United Nations programs that address malnutrition, hygiene and sanitation issues, reproductive health and vitamin A deficiencies were hit especially hard, according to the report.
Financial sanctions have been a major component of the Trump administration’s policy toward North Korea while President Trump pursues nuclear talks with North Korean leader Kim Jong Un. Vice President Pence and Japanese Prime Minister Shinzo Abe have called financial sanctions a necessary tool to ensure denuclearization.
But the combination of international sanctions, the various hurdles necessary for humanitarian assistance exemptions and the hesitancy of financial institutions to deal with North Korea have created “unintended adverse humanitarian consequences,” according to Korea Peace Now.

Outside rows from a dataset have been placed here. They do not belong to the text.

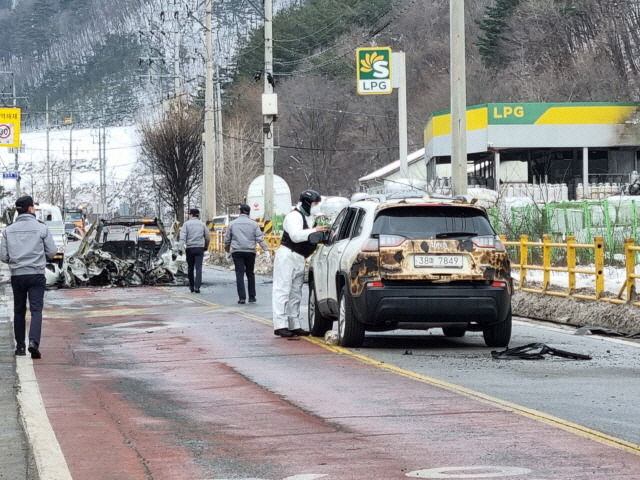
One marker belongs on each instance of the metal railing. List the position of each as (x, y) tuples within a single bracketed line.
[(571, 269), (217, 242)]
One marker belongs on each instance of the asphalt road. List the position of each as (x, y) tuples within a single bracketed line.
[(601, 393)]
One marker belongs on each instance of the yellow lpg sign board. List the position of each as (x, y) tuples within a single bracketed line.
[(9, 127), (373, 66)]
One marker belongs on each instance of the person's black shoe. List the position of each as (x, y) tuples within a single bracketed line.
[(33, 349), (299, 332), (283, 332)]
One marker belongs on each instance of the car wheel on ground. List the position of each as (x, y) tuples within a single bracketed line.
[(350, 330), (498, 334), (318, 323), (454, 331)]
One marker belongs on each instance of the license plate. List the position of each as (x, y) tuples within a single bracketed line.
[(438, 261)]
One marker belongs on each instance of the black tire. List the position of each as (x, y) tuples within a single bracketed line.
[(318, 323), (454, 331), (498, 334), (350, 330)]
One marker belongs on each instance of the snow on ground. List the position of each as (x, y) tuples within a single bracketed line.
[(122, 151), (614, 278)]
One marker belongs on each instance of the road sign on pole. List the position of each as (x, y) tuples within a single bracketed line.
[(9, 127), (373, 66)]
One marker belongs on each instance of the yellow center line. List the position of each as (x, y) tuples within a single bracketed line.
[(566, 425)]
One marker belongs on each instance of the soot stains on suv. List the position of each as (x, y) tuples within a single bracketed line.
[(411, 264)]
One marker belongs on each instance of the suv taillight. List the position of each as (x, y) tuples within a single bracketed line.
[(489, 241), (374, 243)]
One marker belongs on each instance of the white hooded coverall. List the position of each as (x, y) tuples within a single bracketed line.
[(288, 274)]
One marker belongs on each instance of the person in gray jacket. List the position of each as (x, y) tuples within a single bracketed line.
[(26, 246), (194, 234), (241, 237)]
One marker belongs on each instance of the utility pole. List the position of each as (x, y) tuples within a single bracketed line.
[(458, 99), (70, 162), (49, 192), (220, 143), (208, 166), (269, 109)]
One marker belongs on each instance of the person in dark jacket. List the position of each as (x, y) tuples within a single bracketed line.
[(194, 235), (26, 246), (241, 238)]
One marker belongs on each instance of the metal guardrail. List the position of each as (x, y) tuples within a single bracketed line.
[(217, 242), (524, 246)]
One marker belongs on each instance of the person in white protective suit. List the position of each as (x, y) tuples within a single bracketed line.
[(288, 266)]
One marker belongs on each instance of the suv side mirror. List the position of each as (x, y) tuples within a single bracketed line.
[(316, 238)]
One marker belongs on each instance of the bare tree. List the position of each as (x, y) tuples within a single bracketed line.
[(172, 148)]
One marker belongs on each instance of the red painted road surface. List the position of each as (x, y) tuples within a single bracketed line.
[(147, 384)]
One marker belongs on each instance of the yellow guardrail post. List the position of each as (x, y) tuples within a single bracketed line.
[(630, 266), (546, 261), (524, 250), (571, 262), (599, 257)]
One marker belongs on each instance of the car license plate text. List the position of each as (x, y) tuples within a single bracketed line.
[(438, 261)]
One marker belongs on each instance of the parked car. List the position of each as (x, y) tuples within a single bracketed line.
[(411, 263)]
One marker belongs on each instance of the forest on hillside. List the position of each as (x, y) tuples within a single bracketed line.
[(517, 51)]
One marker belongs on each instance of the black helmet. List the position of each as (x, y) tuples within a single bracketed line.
[(307, 198)]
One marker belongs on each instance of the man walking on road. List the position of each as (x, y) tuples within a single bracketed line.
[(194, 235), (288, 267), (26, 246), (241, 237)]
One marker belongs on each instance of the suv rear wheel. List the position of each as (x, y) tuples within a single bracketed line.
[(350, 330), (318, 323), (498, 334)]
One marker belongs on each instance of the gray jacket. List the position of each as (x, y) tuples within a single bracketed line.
[(194, 233), (26, 246), (242, 235)]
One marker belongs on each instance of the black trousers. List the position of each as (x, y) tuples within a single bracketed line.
[(194, 261), (244, 262), (31, 287)]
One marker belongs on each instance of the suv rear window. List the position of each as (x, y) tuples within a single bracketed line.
[(427, 222)]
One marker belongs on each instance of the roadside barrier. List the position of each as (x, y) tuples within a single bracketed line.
[(570, 247), (217, 242)]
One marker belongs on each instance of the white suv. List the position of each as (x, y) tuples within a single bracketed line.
[(412, 263)]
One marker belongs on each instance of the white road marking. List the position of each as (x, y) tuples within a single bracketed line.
[(44, 444), (477, 471)]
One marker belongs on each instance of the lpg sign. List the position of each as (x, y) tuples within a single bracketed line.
[(374, 70)]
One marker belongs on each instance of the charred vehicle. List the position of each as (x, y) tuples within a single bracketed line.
[(124, 262), (413, 263)]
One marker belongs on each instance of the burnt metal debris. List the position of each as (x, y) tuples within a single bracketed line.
[(536, 351), (142, 261)]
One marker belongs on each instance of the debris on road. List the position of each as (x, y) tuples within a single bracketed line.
[(147, 260), (536, 351)]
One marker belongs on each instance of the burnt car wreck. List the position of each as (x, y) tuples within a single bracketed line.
[(145, 260)]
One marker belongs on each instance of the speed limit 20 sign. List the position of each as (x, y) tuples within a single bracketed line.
[(9, 127), (374, 70)]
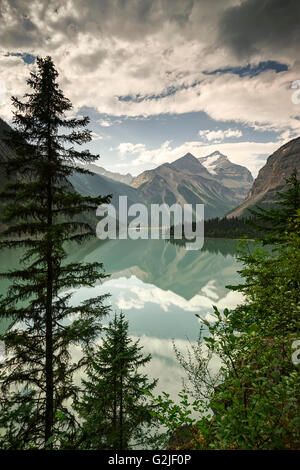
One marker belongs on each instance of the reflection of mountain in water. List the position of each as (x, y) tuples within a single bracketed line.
[(165, 265)]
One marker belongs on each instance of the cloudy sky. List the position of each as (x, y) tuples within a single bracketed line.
[(160, 78)]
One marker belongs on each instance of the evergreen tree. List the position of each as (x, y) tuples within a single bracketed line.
[(254, 395), (42, 212), (114, 408)]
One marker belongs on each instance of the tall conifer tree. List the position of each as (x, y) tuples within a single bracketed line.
[(115, 409), (42, 213)]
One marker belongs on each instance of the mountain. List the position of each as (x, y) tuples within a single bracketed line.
[(89, 185), (186, 181), (271, 178), (99, 170), (236, 177)]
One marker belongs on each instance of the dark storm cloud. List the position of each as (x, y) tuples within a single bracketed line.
[(261, 26)]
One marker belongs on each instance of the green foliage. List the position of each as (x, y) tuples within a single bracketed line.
[(115, 409)]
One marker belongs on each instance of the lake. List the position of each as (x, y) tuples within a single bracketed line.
[(159, 287)]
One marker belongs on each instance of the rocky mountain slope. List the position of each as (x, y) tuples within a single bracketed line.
[(186, 181), (271, 178)]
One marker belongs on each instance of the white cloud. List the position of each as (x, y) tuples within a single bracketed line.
[(249, 154)]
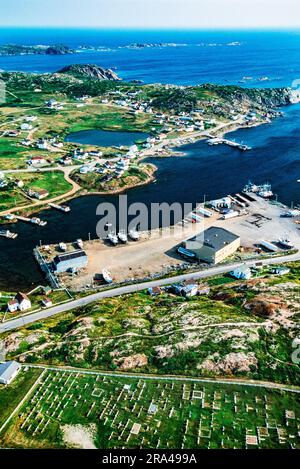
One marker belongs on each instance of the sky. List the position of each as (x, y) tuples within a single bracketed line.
[(151, 13)]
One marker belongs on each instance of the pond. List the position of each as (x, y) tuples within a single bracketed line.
[(106, 138)]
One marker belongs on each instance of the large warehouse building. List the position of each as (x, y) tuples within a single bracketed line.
[(213, 245), (8, 371), (73, 260)]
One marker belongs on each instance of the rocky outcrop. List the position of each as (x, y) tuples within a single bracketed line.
[(132, 362), (234, 362), (90, 71)]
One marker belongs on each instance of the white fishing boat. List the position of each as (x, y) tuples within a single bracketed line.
[(134, 235), (79, 243), (8, 234), (285, 242), (106, 276), (122, 236), (113, 238)]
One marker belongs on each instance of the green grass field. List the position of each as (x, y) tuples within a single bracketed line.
[(53, 181), (12, 395), (131, 412)]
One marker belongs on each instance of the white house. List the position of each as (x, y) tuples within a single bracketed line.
[(20, 302), (23, 300), (42, 145), (37, 160), (47, 302), (242, 273), (31, 118), (12, 306), (26, 126), (8, 371)]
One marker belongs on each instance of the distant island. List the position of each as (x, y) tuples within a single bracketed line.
[(15, 49)]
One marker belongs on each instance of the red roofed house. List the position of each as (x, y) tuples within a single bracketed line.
[(12, 306)]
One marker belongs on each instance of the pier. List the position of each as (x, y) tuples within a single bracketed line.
[(34, 220), (54, 282), (62, 208), (8, 234), (230, 143)]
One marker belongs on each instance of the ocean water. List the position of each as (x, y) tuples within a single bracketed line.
[(104, 138), (213, 171), (267, 58)]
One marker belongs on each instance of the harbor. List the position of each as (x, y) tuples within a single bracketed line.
[(231, 143), (262, 229), (196, 175)]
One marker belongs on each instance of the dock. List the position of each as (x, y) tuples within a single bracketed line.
[(46, 268), (230, 143), (8, 234), (62, 208), (34, 220)]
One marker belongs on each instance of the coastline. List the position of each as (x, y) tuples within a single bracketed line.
[(170, 146)]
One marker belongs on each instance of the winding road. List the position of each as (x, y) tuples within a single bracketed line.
[(47, 313)]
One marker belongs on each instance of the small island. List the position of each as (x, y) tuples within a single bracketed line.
[(77, 98), (16, 49)]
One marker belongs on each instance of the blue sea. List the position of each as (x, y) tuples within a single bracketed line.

Those consequences range from reduced agricultural production to less access to potable water and shortages of medical supplies, the analysis found. The panel of experts who compiled the report blamed the U.N. Security Council and countries participating in the sanctions, as well as the North Korean government, and said any solutions must incorporate all parties.
The report recommended that the U.N. lift all sanctions violating international law and adopt “all measures available” to reduce the humanitarian impacts described in the analysis. Countries with sanctions against North Korea should “resolve the security crisis that led to the current situation.”
The North Korean government, the report states, should work more closely with the U.N. and humanitarian groups.
“The amount of red tape that humanitarian organizations have to go through is just unprecedented,” Joy Yoon, co-founder of medical humanitarian assistance organization Ignis Community, told The Wall Street Journal.
“We should not have to ask permission to go and help people,” Dr. Kee Park, a neurosurgeon and lecturer at Harvard Medical School who provides medical assistance in North Korea, told the newspaper.
The Hill has reached out to the State Department and the U.N.’s North Korea office for comment.